For a set of stations ~S~, define ~f_A(S)~ as the set of all stations such that if the train is placed on them, Arezou can play in a way that the train reaches one of the stations in ~S~ at some point, regardless of Borzou's moves (therefore ~S \subseteq f_A(S)~ by definition). We define ~f_B(S)~ similarly.

Initially, let ~T = S~, and we iteratively add stations to ~T~ such that eventually ~T~ becomes equal to ~f_A(S)~.

While there exists a station ~v~ that satisfies one of the following conditions, we add ~v~ to the set ~T~:

1. ~v~ is owned by Arezou, and there exists an outgoing track from ~v~ that arrives at a station already in ~T~.
2. ~v~ is owned by Borzou, and all of the outgoing tracks from ~v~ arrive at the stations already in ~T~.

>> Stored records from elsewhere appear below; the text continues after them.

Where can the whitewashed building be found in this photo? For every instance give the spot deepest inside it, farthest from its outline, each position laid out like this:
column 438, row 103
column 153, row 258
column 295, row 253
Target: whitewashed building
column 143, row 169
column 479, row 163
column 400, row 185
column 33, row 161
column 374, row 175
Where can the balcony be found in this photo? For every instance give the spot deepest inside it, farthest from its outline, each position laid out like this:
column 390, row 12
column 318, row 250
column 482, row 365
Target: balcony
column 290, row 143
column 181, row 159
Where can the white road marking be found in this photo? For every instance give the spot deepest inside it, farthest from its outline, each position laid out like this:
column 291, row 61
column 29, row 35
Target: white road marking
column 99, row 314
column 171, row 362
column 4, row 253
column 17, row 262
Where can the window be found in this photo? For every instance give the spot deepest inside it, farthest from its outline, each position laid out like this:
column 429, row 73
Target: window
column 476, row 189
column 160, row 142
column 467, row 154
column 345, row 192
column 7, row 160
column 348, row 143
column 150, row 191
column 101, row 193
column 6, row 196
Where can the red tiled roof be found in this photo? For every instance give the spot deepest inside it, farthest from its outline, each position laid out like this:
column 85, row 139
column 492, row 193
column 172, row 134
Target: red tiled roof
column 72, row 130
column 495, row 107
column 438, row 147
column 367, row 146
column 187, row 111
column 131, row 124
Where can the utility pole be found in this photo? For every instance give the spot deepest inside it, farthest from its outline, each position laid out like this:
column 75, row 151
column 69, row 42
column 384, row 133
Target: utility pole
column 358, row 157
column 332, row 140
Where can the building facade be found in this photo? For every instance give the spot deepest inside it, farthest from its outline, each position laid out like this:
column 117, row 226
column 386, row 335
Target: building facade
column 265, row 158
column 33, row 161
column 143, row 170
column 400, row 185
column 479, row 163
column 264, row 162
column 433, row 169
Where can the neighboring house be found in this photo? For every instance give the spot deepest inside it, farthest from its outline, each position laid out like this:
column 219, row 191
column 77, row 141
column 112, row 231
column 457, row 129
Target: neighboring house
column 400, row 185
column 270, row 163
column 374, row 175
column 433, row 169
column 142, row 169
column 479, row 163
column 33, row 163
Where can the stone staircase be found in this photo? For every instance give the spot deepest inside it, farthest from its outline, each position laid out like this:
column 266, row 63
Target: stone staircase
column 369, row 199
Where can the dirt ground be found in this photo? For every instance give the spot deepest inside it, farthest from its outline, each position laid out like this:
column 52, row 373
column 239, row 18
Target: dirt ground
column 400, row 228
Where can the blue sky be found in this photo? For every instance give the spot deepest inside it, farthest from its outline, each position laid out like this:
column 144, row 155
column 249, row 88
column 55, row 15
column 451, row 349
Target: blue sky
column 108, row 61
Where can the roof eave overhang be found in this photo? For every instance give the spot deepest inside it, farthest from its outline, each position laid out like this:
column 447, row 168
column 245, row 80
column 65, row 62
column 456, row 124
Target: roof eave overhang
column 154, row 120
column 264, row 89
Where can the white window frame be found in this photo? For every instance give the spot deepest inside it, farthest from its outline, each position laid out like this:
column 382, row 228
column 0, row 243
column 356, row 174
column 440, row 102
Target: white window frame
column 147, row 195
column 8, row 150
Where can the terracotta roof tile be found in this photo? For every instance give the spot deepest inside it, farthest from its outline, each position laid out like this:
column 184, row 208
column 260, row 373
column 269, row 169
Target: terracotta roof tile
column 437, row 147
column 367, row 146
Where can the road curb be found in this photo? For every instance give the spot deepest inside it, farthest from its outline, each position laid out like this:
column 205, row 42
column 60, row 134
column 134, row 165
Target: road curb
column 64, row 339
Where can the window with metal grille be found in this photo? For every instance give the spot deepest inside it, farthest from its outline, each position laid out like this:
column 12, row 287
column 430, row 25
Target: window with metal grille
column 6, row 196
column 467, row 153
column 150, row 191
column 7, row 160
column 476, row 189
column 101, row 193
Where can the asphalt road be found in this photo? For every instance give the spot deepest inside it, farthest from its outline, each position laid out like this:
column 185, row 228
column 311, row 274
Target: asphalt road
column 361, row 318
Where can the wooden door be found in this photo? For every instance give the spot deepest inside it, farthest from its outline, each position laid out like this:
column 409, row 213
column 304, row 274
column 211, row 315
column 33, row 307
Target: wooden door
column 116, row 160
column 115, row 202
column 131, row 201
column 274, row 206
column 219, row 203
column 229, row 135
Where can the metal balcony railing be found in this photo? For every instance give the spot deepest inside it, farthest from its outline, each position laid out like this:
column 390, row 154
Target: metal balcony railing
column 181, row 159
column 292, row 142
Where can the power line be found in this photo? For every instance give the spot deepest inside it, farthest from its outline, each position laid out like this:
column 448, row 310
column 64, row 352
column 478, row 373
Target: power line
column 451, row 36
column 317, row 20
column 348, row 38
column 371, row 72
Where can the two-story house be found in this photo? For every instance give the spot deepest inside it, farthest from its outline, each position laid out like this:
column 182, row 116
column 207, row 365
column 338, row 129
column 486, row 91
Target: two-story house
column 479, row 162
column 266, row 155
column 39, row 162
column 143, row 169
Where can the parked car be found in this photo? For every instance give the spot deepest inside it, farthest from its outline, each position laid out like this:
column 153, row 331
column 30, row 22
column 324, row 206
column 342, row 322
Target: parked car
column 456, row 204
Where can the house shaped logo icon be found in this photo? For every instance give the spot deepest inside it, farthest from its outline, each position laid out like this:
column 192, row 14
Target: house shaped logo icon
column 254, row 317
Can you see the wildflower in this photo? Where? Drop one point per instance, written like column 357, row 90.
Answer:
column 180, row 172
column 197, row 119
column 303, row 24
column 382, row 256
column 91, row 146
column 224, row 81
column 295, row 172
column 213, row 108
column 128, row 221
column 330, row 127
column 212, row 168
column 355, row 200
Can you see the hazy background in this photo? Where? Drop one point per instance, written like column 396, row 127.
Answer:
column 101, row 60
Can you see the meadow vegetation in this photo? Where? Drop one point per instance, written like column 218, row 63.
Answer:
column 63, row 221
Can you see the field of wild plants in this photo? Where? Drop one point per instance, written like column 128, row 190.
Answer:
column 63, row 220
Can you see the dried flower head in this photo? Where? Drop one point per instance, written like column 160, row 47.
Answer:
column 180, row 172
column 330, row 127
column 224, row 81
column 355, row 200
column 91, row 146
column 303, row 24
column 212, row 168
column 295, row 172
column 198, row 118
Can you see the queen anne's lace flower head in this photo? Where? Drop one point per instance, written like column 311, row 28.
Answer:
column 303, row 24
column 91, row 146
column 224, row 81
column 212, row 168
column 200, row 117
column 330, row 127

Similarly, we can compute ~f_B(S)~. Notice that both ~f_A(S)~ and ~f_B(S)~ can be computed iteratively in time ~\mathcal O(n+m)~.

Now let ~R~ be the set of all the charging stations. By definition, for every station ~v \notin f_A(R)~, Borzou can win the game if the train is initially placed on ~v~.

Therefore, we can solve the problem as follows:

1. If ~f_A(R)~ is the set of all stations, Arezou can win the game for all initial stations.
2. Otherwise:
   1. Let ~X~ be the set of all stations not in ~f_A(R)~.
   2. Borzou can win the game if the initial stations are in ~f_B(X)~.
   3. Remove ~f_B(X)~ from the graph and solve the problem recursively for the remaining stations.

This algorithm runs in time ~\mathcal O(nm)~.